Garcia took Jake aside, while Johnston motioned Darla to join him a bit farther down the hall. “All right, Ms. Pettistone,” he began, flipping open his notebook, “can you tell me how you came to find the deceased?”
Darla gave the cop a quick rundown of the situation, from when she and Jake had spied Hamlet out on the balcony to the cat’s recovery and the subsequent discovery of the body. Just as she finished her account and rejoined the others, Darla heard the elevator arrive on the floor again.
A tall, dark-haired woman who Darla judged to be in her late forties, wearing a black pantsuit and with a gold shield glinting at her waist, was striding toward them. She was trailed by two men in plain clothes wearing police windbreakers and carrying equipment cases. The homicide detective and crime scene investigators, Darla thought, a bit dismayed that she was familiar enough with the process to know this and hoping that they’d be able to quickly determine it had all been just a tragic accident after all.
As the female detective drew closer, Darla noticed that she looked vaguely familiar—then, with a glance over at Jake, she realized why. Both women were close to six feet tall with similar strong features made more prominent by the way they wore their curly black hair pulled back into tight buns. And, apparently, they’d both found the identical black pantsuit at their respective outlets of the Intimidating Tall Gal’s Shop. The only difference in wardrobe was their footwear. Jake wore her standard high-laced Doc Martens, while the newcomer st
rutted in a pair of impractical high-heeled black pumps.
Darla wondered if the woman carried a pair of sensible running shoes in the black leather tote she had slung over her shoulder, just in case a foot chase ever ensued.
The detective halted with her crew and gave a crisp nod to Darla and the others before focusing her attention on the two uniformed officers.
“The body in there?” she asked, jerking a thumb toward the suite.
Johnston nodded. “Good to see you again, too, Detective Martinez,” was his bland reply. Indicating Alicia, he went on, “The deceased gentleman inside the room is Ms. Timpson’s father.”
Martinez flicked a gaze in Alicia’s direction.
“Sorry for your loss, ma’am,” she said, sounding not a bit sorry at all, in Darla’s estimation.
More like annoyed that her evening was disturbed.
Turning to the CSI guys with her, the detective went on, “Let’s do a quick walk-through, and then I’ll let you boys get down to work while I talk to our witnesses. Officer Johnston, you and Officer Garcia keep these people entertained.”

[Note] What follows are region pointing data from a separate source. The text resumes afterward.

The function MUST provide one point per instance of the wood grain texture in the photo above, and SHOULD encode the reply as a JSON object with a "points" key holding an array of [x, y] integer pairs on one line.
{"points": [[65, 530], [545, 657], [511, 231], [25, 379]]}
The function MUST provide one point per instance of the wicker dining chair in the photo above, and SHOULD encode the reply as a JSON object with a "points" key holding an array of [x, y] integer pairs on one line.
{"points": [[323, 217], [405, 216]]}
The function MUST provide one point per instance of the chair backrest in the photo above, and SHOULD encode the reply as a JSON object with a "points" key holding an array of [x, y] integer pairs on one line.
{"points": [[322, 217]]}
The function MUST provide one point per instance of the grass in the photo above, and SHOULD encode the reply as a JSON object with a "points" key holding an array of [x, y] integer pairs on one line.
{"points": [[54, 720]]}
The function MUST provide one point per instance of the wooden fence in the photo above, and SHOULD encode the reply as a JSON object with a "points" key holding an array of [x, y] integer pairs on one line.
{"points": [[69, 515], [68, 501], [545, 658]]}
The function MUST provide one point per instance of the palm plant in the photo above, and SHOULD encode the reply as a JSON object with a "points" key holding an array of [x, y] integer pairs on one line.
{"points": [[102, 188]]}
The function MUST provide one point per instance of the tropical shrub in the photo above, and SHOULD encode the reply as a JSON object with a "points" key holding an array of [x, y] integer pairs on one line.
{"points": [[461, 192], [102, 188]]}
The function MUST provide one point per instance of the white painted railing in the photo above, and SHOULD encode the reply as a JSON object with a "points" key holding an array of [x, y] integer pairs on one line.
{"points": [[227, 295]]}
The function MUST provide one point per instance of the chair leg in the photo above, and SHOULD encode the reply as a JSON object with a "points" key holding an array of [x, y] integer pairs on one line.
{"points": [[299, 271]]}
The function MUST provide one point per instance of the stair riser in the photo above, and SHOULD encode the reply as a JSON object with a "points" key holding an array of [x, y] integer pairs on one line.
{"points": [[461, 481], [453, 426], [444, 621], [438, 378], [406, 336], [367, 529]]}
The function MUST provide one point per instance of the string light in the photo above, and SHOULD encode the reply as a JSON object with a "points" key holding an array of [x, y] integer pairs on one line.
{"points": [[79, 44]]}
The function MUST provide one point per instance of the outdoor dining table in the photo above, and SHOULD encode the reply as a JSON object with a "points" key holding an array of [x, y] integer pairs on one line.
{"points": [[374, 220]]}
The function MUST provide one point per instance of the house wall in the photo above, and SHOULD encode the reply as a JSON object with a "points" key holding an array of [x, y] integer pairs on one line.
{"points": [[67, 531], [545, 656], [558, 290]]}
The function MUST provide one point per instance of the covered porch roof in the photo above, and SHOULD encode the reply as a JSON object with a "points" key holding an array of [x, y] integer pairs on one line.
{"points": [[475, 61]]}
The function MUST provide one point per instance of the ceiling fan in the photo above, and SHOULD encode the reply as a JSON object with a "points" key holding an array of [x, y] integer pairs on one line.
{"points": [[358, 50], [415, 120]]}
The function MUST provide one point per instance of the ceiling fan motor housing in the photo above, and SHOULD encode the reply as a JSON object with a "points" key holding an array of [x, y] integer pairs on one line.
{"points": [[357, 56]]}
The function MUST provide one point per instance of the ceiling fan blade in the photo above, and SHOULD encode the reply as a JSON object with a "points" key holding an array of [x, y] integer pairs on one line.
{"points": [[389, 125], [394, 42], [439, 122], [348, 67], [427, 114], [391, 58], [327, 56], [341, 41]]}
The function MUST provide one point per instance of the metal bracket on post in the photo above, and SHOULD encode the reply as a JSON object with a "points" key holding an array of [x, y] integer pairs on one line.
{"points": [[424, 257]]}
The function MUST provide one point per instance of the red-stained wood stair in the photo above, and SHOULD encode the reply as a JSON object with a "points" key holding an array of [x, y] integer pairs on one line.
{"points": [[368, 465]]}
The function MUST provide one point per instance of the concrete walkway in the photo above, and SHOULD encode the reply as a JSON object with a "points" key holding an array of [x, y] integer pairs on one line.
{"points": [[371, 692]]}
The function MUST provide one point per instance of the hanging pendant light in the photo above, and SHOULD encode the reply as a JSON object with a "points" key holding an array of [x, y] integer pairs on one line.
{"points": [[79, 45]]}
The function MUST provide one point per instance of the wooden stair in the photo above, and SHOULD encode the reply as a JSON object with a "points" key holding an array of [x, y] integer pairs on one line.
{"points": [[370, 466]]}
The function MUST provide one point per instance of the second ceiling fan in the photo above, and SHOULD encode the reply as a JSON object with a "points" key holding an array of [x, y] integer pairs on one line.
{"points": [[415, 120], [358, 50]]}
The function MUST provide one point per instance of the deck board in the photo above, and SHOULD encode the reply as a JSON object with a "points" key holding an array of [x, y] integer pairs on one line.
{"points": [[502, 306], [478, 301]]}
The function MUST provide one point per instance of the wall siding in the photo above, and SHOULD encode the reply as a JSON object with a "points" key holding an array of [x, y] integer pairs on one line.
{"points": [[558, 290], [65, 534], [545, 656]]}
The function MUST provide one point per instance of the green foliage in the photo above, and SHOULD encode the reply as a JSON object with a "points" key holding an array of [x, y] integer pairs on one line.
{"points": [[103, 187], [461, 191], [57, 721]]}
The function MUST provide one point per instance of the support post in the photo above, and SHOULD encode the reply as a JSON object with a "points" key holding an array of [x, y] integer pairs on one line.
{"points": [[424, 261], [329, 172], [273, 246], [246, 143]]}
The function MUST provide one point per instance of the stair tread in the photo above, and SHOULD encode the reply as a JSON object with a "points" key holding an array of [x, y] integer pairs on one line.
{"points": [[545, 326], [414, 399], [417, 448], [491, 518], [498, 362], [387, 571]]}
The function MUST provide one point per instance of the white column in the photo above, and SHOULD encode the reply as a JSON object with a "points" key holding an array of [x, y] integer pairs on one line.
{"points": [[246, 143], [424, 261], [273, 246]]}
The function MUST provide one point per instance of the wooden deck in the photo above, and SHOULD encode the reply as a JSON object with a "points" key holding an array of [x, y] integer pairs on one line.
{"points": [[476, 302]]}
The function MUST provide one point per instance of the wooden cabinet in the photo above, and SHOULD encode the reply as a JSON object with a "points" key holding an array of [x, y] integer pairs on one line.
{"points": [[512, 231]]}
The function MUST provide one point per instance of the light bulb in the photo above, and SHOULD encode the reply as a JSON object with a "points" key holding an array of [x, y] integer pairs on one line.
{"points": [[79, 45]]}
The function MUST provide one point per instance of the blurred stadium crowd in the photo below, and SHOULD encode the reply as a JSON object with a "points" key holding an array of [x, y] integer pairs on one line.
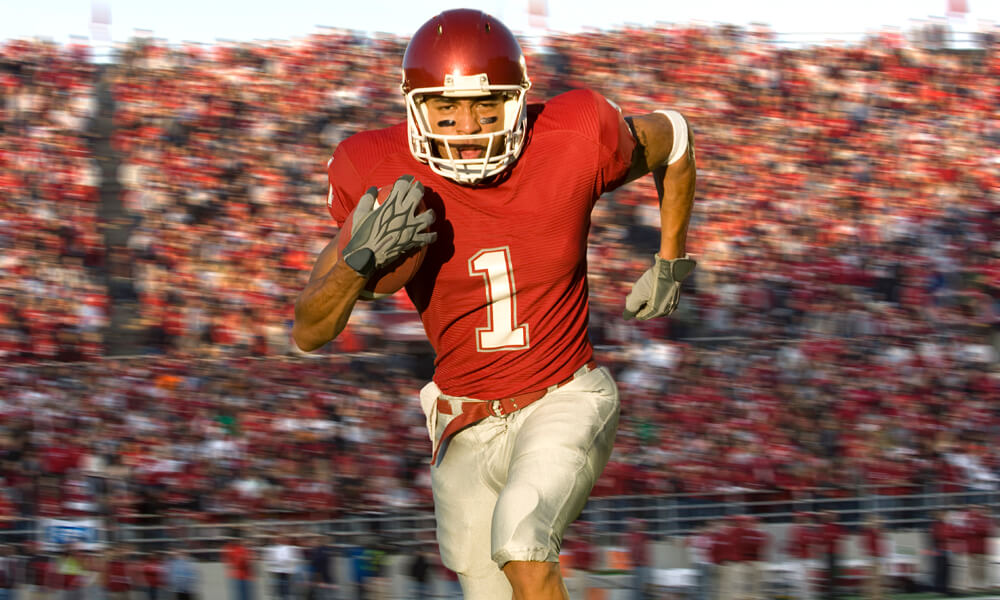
{"points": [[841, 328]]}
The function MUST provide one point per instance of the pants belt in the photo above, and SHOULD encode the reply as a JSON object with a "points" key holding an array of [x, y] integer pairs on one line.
{"points": [[472, 411]]}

Entertained? Darla silently fumed. She was already picking up bad vibes from the detective. Surely the fact that a person lay newly dead just a few feet away from them should rate a bit more respect.
With Clyde obliging again with the keycard—this time, he flipped the security latch to keep the door from automatically locking again as it closed—the newly arrived trio went into the hotel room. Garcia and Johnston, who had exchanged silent if telling looks while the detective gave out commands, remained in the hall with the rest of them.
Jake moved over to the bench where Nattie was sitting and leaned against the wall. Nattie looked up and then patted the spot beside her. “Here, bambolina mia, come sit by your mother.”
“I’m fine,” Jake protested, though she accepted the seat anyhow.
Immediately feeling guilty, Darla softly exclaimed, “Why didn’t you say something? I forgot you were supposed to be taking it easy after what happened this afternoon.”